Using Kearney and Silverman's (1993) functional motivational approach to SRB, described earlier, in which SRB is conceptualized as maintained by positive and/or negative reinforcement, Kearney and Silverman (1999) used single case study design methodology in which children and their parents were assigned to either prescriptive treatment, based on the functional motivational condition as measured by the School Refusal Assessment Scale (Kearney and Silverman 1993) or nonprescriptive treatment, not based on the functional motivational approach youth. For youth who refused school for the functional motivational condition relating to attention-getting behavior, for example, parent training in contingency management was used to establish clear parent commands, regular evening and morning routines, and consequences for compliance and noncompliance.

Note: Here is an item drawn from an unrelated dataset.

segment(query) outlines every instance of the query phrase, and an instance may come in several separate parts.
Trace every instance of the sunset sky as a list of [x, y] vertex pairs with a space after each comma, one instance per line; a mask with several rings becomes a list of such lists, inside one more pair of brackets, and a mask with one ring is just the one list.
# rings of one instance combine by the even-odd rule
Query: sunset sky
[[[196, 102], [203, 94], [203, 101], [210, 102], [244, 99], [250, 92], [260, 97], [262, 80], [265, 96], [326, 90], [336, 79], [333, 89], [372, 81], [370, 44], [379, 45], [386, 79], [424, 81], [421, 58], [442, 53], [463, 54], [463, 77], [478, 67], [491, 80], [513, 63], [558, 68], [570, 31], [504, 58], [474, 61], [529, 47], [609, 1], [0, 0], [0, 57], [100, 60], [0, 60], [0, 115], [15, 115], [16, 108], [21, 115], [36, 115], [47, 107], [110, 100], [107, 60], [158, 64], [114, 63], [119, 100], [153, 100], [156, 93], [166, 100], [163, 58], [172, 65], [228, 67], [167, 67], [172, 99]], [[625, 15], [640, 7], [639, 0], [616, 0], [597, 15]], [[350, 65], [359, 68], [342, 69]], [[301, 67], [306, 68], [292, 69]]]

In contrast, youth who were assigned a nonprescriptive treatment (i.e., received a treatment based on their lowest-rated functional condition), these children showed worsened percentage of time out of school and daily ratings of anxiety and depression. Prescriptive treatment immediately following the nonprescriptive treatment was found to be effective, however. In summary, there is a need for further psychosocial intervention research for children who display SRB. Of particular importance will be examining the role of family factors in terms of both development/maintenance of SRB as well as SRB's treatment.